Exploring how a scorpion toxin might help treat heart attacks
Date:
July 15, 2020
Source:
American Chemical Society
Summary:
Scientists are discovering potential life-saving medicines from
an unlikely source: the venom of creatures like snakes, spiders
and scorpions. Scorpion venom, in particular, contains a peptide
that has beneficial effects on the cardiovascular system of rats
with high blood pressure. Now, researchers say they know a little
more about how that happens.
FULL STORY ========================================================================== Scientists are discovering potential life-saving medicines from an
unlikely source: the venom of creatures like snakes, spiders and
scorpions. Scorpion venom, in particular, contains a peptide that has beneficial effects on the cardiovascular system of rats with high blood pressure. Now, researchers reporting in ACS' Journal of Proteome Research
say they know a little more about how that happens.

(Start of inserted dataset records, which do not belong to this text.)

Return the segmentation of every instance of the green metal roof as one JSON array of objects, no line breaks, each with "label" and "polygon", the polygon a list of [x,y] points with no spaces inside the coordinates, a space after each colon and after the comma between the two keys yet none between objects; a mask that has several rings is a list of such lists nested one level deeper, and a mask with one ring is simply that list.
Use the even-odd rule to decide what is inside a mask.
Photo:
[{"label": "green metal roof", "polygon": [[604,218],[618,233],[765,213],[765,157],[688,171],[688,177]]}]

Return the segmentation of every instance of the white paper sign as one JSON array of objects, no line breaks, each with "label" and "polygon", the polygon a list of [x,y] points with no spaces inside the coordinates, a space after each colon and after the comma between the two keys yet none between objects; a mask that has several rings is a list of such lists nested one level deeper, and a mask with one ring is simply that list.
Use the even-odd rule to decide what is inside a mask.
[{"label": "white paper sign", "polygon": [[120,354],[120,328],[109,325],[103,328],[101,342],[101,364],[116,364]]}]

========================================================================== Scorpion venom is a complex mixture of biologically active molecules,
including neurotoxins, vasodilators and antimicrobial compounds, among
many others.
Although the venom is painful for those unlucky enough to be stung by a scorpion, individual venom compounds, if isolated and administered at
the proper dose, could have surprising health benefits. One promising
compound is the tripeptide KPP (Lys-Pro-Pro), which is a piece of a
larger scorpion toxin.
KPP was shown to cause blood vessels to dilate and blood pressure to
decline in hypertensive rats. Thiago Verano-Braga, Adriano Pimenta and colleagues wanted to find out what exactly KPP does to heart muscle
cells. The answer could explain the peptide's beneficial effects.

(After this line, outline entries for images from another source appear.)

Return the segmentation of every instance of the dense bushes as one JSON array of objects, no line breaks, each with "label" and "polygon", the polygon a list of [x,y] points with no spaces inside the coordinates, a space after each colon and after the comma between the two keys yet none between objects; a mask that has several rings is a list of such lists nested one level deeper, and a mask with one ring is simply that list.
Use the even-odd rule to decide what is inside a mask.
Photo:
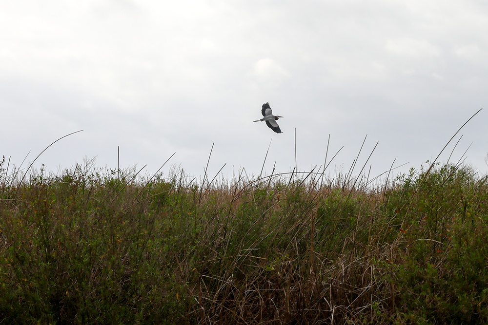
[{"label": "dense bushes", "polygon": [[488,184],[468,168],[367,190],[1,168],[6,323],[488,321]]}]

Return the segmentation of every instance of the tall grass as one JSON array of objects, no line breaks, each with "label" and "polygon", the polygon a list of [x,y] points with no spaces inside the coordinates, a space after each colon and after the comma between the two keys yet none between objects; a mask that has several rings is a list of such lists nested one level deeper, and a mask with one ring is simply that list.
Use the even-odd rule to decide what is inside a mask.
[{"label": "tall grass", "polygon": [[488,321],[488,180],[468,167],[374,187],[313,172],[198,184],[182,171],[6,170],[5,324]]}]

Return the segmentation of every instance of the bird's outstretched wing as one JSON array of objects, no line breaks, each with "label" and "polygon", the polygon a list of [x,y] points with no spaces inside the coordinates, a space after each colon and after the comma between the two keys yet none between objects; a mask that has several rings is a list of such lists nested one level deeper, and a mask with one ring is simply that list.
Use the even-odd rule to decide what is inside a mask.
[{"label": "bird's outstretched wing", "polygon": [[283,133],[280,129],[280,126],[276,123],[276,121],[274,119],[266,121],[266,125],[276,133]]},{"label": "bird's outstretched wing", "polygon": [[263,116],[265,116],[266,115],[271,115],[272,114],[271,113],[271,108],[269,106],[269,103],[264,103],[263,104],[263,108],[261,109],[261,114],[263,114]]}]

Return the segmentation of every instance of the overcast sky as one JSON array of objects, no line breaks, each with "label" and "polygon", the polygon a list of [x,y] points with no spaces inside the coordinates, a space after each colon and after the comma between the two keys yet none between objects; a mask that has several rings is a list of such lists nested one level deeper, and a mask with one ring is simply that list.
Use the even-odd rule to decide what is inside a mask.
[{"label": "overcast sky", "polygon": [[[435,158],[488,91],[484,0],[28,0],[0,4],[0,155],[23,167],[398,172]],[[260,118],[269,102],[283,133]],[[488,107],[441,156],[488,170]]]}]

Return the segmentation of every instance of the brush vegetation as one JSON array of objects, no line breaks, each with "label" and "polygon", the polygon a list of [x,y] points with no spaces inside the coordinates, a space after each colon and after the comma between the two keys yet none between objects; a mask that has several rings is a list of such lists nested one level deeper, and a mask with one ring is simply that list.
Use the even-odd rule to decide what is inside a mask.
[{"label": "brush vegetation", "polygon": [[3,324],[488,322],[488,180],[468,167],[199,185],[5,165]]}]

The researchers treated mouse cardiac muscle cells in a petri dish
with KPP and measured the levels of proteins expressed by the cells at different times using mass spectrometry. They found that KPP regulated
proteins associated with cell death, energy production, muscle
contraction and protein turnover. In addition, the scorpion peptide
triggered the phosphorylation of a mouse protein called AKT, which
activated it and another protein involved in the production of nitric
oxide, a vasodilator. KPP treatment, however, caused dephosphorylation
of a protein called phospholamban, leading to reduced contraction of
cardiac muscle cells. Both AKT and phospholamban are already known to
protect cardiac tissue from injuries caused by lack of oxygen. These
results suggest that KPP should be further investigated as a drug lead
for heart attacks and other cardiovascular problems, the researchers say.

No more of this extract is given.